Uploaded image for project: 'Bitbucket Data Center'
  1. Bitbucket Data Center
  2. BSERV-18850

Change the default value of com.sun.jndi.ldap.connect.pool.timeout on Bitbucket from 0(unlimited) to a lower value

    XMLWordPrintable

Details

    • We collect Bitbucket feedback from various sources, and we evaluate what we've collected when planning our product roadmap. To understand how this piece of feedback will be reviewed, see our Implementation of New Features Policy.

    Description

      Issue Summary

      Change the default value of `com.sun.jndi.ldap.connect.pool.timeout` from 0(unlimited) to a lower value, specifically 30 seconds.
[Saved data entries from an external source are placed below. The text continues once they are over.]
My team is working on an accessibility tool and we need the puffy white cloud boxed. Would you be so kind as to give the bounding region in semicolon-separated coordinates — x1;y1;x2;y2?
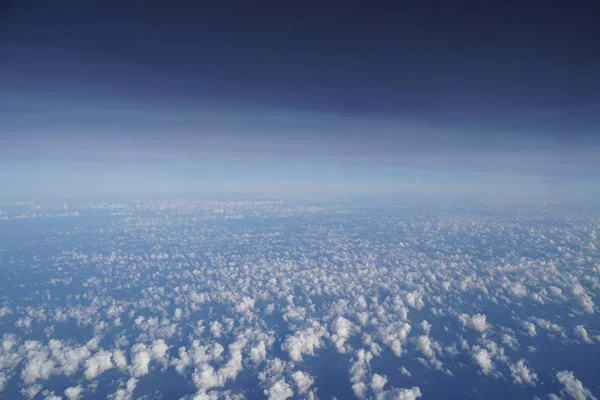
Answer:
522;321;537;337
112;349;128;370
571;284;595;314
84;350;114;380
210;321;223;339
282;325;325;362
380;322;411;357
235;297;255;313
21;341;56;384
573;325;594;344
64;385;84;400
291;370;314;394
130;344;152;377
556;370;596;400
472;347;493;375
371;373;388;392
250;341;267;364
331;316;353;353
459;314;488;333
109;377;137;400
531;317;562;333
510;282;527;298
405;292;424;310
415;335;434;359
509;359;538;386
265;379;293;400
352;382;368;399
377;386;422;400
151;339;169;367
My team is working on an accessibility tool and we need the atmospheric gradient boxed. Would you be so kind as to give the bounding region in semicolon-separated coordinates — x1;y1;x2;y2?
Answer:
1;1;600;400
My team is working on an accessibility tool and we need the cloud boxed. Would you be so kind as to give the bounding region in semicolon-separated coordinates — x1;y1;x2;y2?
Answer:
571;284;595;314
130;344;152;377
573;326;594;344
472;347;493;375
377;386;422;400
331;316;353;353
556;370;596;400
282;325;325;362
371;373;388;392
109;378;138;400
64;386;84;400
265;379;293;400
509;359;538;386
291;370;314;394
458;314;488;333
84;350;114;380
522;321;537;337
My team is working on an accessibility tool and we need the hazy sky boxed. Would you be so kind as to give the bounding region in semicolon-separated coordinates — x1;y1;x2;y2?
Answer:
1;0;599;200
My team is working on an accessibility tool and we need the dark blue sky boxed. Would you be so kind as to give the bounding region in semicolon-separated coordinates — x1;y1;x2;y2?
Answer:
1;0;599;199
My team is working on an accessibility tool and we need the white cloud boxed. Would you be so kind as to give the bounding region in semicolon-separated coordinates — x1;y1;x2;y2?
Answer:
265;379;293;400
571;284;595;314
109;377;137;400
556;370;596;400
130;343;152;377
472;347;493;375
282;325;325;362
573;325;594;344
458;314;488;333
210;321;223;339
377;386;422;400
331;316;353;353
371;373;388;392
291;370;314;394
522;321;537;337
84;350;114;380
64;386;83;400
509;359;538;386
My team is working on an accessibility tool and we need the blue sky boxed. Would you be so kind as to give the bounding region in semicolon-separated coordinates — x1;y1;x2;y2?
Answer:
1;0;599;200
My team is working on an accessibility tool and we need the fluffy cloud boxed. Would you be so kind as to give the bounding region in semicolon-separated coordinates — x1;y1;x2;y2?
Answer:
84;350;114;380
509;359;538;386
282;325;325;362
130;344;152;377
265;379;293;400
64;386;84;400
331;316;353;353
573;326;594;344
556;370;596;400
472;347;493;375
291;370;314;394
459;314;488;333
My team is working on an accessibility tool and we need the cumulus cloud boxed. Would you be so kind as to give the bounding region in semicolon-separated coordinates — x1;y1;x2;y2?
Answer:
459;314;488;333
64;386;84;400
509;359;538;386
371;373;388;392
571;284;595;314
265;379;293;400
472;347;493;375
291;370;314;394
331;316;353;353
556;370;596;400
522;321;537;337
376;386;422;400
573;325;594;344
282;325;325;362
109;378;137;400
130;344;152;377
84;350;114;380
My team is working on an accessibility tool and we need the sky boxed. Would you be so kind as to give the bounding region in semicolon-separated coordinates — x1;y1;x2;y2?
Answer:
1;0;599;200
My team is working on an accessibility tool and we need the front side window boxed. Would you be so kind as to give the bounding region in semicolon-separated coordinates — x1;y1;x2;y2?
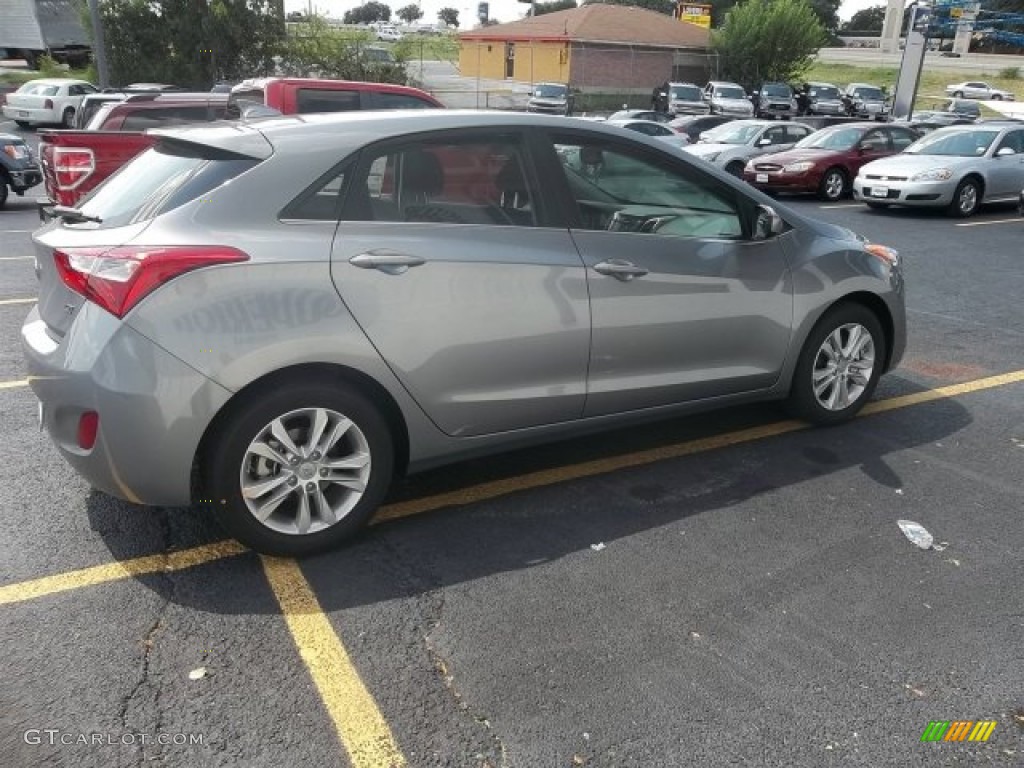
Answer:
860;130;890;151
889;128;917;150
996;130;1024;154
342;135;538;227
552;135;743;239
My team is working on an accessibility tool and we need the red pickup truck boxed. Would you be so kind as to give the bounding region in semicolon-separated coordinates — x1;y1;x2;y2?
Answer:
38;78;444;207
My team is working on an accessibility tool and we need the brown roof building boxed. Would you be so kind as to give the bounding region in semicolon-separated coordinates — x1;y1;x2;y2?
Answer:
458;5;713;92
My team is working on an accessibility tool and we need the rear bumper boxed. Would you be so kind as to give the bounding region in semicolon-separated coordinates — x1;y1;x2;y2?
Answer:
1;105;58;124
21;304;233;506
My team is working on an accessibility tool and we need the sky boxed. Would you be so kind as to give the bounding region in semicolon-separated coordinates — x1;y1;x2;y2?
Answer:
285;0;888;29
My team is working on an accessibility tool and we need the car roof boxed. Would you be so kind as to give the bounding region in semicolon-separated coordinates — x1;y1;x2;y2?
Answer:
668;82;700;87
21;78;91;86
156;110;689;155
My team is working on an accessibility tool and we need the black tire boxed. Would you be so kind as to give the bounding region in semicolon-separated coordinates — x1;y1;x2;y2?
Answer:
953;90;964;98
947;177;981;218
0;177;8;209
865;201;889;210
61;107;75;128
992;94;1002;101
15;120;30;129
725;160;745;178
787;303;887;426
203;379;395;556
817;166;848;201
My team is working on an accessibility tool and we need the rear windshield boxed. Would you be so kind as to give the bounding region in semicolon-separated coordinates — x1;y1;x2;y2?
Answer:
18;83;59;96
76;144;259;229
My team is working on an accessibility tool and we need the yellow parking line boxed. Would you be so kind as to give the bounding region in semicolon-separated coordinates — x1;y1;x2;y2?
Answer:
261;556;407;768
954;218;1020;227
2;368;1024;607
0;379;29;390
0;297;36;306
374;368;1024;524
0;540;247;606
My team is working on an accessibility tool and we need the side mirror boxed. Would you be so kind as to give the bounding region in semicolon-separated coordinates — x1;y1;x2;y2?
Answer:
753;205;784;240
996;146;1016;157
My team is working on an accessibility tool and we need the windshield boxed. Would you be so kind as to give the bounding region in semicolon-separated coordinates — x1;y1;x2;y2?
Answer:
702;122;764;145
761;84;791;98
714;86;746;100
534;84;567;99
904;129;999;156
795;126;863;151
810;85;841;100
852;86;883;100
670;85;701;101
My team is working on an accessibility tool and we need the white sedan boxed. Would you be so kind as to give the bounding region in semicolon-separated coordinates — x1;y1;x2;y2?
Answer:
944;81;1015;101
1;78;98;128
605;119;690;148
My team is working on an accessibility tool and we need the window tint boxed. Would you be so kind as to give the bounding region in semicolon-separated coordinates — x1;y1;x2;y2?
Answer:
786;124;811;140
342;135;537;227
121;105;221;131
552;135;743;239
997;130;1024;154
77;145;258;229
296;89;360;114
889;128;916;150
860;130;890;151
281;165;350;221
370;92;436;110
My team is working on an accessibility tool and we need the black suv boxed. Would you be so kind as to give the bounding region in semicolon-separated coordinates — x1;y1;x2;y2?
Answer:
0;131;42;209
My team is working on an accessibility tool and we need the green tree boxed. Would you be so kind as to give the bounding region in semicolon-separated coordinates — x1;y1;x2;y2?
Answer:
397;3;424;24
807;0;840;34
344;2;392;24
438;7;459;27
96;0;285;88
839;5;885;34
712;0;826;90
533;0;578;15
278;15;408;83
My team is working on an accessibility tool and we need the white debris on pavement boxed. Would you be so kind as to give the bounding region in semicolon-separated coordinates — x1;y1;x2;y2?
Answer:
897;520;935;550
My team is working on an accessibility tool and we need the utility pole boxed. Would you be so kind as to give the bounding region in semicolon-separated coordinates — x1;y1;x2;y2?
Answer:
87;0;110;88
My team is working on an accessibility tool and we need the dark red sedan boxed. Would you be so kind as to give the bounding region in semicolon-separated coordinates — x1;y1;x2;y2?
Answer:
743;122;920;201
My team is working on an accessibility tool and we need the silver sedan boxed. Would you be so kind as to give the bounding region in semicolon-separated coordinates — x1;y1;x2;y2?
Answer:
23;111;906;555
684;119;812;176
854;122;1024;216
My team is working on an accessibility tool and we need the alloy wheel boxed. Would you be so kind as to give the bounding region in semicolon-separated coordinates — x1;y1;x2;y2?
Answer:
823;170;845;200
811;323;875;411
239;407;372;535
957;182;978;216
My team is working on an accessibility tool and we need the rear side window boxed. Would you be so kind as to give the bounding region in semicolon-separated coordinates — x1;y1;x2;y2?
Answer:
296;88;361;114
76;145;258;229
370;92;436;110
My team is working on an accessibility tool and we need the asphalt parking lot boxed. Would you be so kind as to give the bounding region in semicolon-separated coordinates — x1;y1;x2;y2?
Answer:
1;122;1022;767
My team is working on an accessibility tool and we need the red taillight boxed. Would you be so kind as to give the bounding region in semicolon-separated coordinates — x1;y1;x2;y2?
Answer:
53;245;249;318
52;147;95;190
44;98;53;110
78;411;99;449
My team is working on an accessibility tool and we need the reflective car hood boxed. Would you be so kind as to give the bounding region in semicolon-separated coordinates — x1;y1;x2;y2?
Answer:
714;98;751;109
756;147;839;165
686;142;737;156
859;154;980;175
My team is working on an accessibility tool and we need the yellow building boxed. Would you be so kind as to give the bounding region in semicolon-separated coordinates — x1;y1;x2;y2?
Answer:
459;5;711;90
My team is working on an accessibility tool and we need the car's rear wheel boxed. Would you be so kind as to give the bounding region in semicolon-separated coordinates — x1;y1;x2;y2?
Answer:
725;160;745;178
61;107;74;127
787;303;886;425
204;381;394;556
818;167;848;201
948;177;980;218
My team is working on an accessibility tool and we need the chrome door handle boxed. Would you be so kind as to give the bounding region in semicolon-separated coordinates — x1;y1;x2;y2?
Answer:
593;259;648;281
349;250;425;275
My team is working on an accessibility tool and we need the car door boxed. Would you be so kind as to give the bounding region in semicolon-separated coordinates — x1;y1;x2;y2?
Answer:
986;129;1024;198
850;127;893;175
539;129;793;417
325;129;591;437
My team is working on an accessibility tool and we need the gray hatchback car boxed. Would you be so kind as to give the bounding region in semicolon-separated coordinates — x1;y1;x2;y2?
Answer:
23;111;906;555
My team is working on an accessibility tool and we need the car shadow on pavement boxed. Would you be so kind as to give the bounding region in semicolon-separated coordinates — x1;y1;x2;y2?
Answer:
85;372;973;614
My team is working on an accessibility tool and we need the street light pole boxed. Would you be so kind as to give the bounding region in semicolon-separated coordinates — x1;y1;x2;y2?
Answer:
86;0;110;88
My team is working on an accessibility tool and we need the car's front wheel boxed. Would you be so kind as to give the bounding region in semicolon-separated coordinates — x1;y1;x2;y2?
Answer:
204;380;395;556
725;160;745;178
818;167;848;201
787;303;886;425
948;177;981;218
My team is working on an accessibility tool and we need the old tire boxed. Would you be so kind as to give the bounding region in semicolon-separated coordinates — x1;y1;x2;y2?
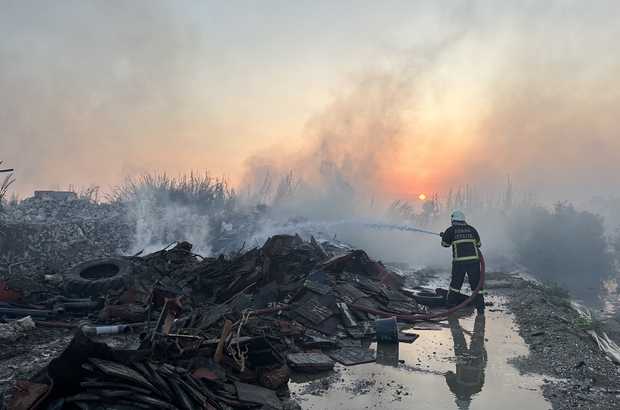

This adjustment aims to fix LDAP Directory sync issues and authentication failures reported by Bitbucket when stale LDAP pool connections are reused.

      The default value of 0 (zero) means that the idle time is unlimited, so connections will never be timed out.

      This adjustment aligns with the settings for Jira and Confluence, ensuring that all connections are evicted and preventing the persistence of stale connections in the LDAP pool.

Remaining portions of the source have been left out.